Le rêve chinois de Xí Jìnpíng (中国梦, zhōngguó mèng)
Posté par ITgium le 5 juillet 2013
Les récits de jùn mǎ 俊 马 故事 (François de la Chevalerie)
Chaque Président chinois a son mot d’ordre, tel un slogan. Il accompagne sa mandature, lui donne son épaisseur, trace l’avenir.
En 2013, le nouveau président, Xi Jinping (习近平) a lancé le sien, le « rêve chinois ».
« Le rêve chinois, argumente-t-il, doit réaliser la puissance et la richesse du pays, la renaissance nationale et le bonheur du peuple. C’est un rêve de paix, de développement, de coopération, d’avantages mutuels, il est lié aux beaux rêves des autres peuples du monde, y compris le rêve américain ».
Entre les lignes, voguent les poncifs d’une orthodoxie éculée, un discours passéiste embastillé dans un jargon bientôt inaudible.
Entendu !
Ce rêve ne s’adresse pas aux miséreux de la planète désireux de s’en aller, le baluchon au dos, vers une contrée prometteuse, des lendemains meilleurs.
Le rêve chinois s’apparente plutôt un entre soi aux limites définies, loin du vœu d’harmonie (hé 和) mille fois égrené à toutes les sauces ces dernières années.
L’harmonie aurait-elle succombé sous l’effet du rêve chinois ?
Peut être était-il temps d’en finir avec une vision généreuse peut-être romantique du monde pour se nourrir désormais d’un seul rêve construit autour de seuls « avantages mutuels » ?
Le Président Xi Jinping ajoute :
« Le rêve chinois est lié aux beaux rêves des autres peuples du monde, y compris le rêve américain ».
Où sont-ils les points de convergence entre des rêves si dissemblables, le premier ordonné autour d’une culture démocratique et un monde multiculturel, le deuxième filant doux sous un régime dictatorial et un monde unipolaire ?
Slogan périlleux sinon glissant.
Beaucoup plus malin était celui de Deng Xiaoping. Le « socialisme aux caractéristiques chinoises » (中国特色社会主义, zhōngguó tèsè shèhuì zhǔyì) annonçait un modèle politique hybride entre marxisme et capitalisme, nullement à la recherche de fausses vertus.
Jiang Zemin jouait aussi de prudence en vantant la « triple représentativité » alliant les forces productives progressistes, la culture et le peuple (Sāngèdàibiǎo 三个代表).
Pour sa part, Hu Jintao soutenait le « concept de développement scientifique« censé préserver l’environnement (kēxuéfāzhǎn guān 科学发展观).
Le Président Xi Jinping poursuit sa plaidoirie :
« Il faut emprunter la voie chinoise pour réaliser le rêve chinois.
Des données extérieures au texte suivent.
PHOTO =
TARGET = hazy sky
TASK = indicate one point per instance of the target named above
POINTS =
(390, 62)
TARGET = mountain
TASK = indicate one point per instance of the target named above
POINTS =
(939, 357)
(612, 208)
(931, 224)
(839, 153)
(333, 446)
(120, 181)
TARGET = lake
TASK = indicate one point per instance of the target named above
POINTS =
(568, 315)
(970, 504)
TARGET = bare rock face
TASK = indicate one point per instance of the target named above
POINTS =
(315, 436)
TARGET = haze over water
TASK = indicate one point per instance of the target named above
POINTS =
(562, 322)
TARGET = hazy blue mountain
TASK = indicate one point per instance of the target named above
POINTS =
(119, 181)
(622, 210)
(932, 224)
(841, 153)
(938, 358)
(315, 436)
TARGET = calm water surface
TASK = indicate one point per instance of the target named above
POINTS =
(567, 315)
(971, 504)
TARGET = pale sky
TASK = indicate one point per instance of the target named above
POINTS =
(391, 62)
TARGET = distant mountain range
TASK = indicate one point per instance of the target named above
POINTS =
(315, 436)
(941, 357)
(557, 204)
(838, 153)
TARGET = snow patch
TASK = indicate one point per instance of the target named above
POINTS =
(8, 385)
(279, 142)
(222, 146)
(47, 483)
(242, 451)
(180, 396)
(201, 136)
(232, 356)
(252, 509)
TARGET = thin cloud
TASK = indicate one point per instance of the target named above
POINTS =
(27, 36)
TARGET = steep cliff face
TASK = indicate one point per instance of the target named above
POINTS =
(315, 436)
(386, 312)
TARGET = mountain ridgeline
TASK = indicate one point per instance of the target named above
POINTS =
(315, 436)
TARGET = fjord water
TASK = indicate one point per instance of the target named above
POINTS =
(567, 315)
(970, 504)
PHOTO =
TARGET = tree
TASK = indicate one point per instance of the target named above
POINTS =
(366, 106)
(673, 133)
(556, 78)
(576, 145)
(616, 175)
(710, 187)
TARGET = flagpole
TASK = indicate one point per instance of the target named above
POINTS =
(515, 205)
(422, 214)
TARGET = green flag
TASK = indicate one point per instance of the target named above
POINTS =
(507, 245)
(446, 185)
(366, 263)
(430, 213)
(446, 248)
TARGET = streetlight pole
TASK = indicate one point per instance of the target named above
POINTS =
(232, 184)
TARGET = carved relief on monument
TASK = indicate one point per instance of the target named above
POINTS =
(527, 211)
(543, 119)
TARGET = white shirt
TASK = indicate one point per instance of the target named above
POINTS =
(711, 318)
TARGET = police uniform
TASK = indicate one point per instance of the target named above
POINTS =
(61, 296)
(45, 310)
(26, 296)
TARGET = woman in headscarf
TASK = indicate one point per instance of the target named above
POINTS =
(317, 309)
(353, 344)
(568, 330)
C’est le socialisme aux caractéristiques chinoises »
Question : Le socialisme aux caractéristiques chinoises ne serait-il pas par trop dévoyé aujourd’hui pour faire croire qu’il puisse nourrir un quelconque rêve ?
« Pour emprunter la voie chinoise, nous devons diffuser l’esprit chinois, qui combine l’esprit de la nation avec comme fondement le patriotisme et l’esprit du temps avec les réformes et l’innovation comme fondement. »
Question : Un amalgame composite structuré autour d’un pur nationalisme serait-ce donc cela rêve chinois ?
« Nous devons avoir comme pensée stratégique que le développement est une importance impérieuse. »
« Nous devons amasser constamment le matériel et les fondements culturels pour la réalisation du rêve chinois. »
Verbiage plutôt inconsistant qui ne répond pas à la question essentielle, celle de se demander comment le rêve chinois pourrait-il embrasser le monde alors qu’il ne s’appuie apriori que sur la seule culture chinoise ? Ce qui n’est pas le cas du rêve américain qui absorbe sans complexe, sans retenue, toujours plus, toutes les cultures du monde.
De construction plutôt sommaire, le rêve chinois semble plutôt mettre en avant la double idée d’un pays puissant (qiángguó) et d’un peuple riche (fùmín), ce qui est légitime compte tenu de l’extraordinaire développement de la Chine ces dernières années.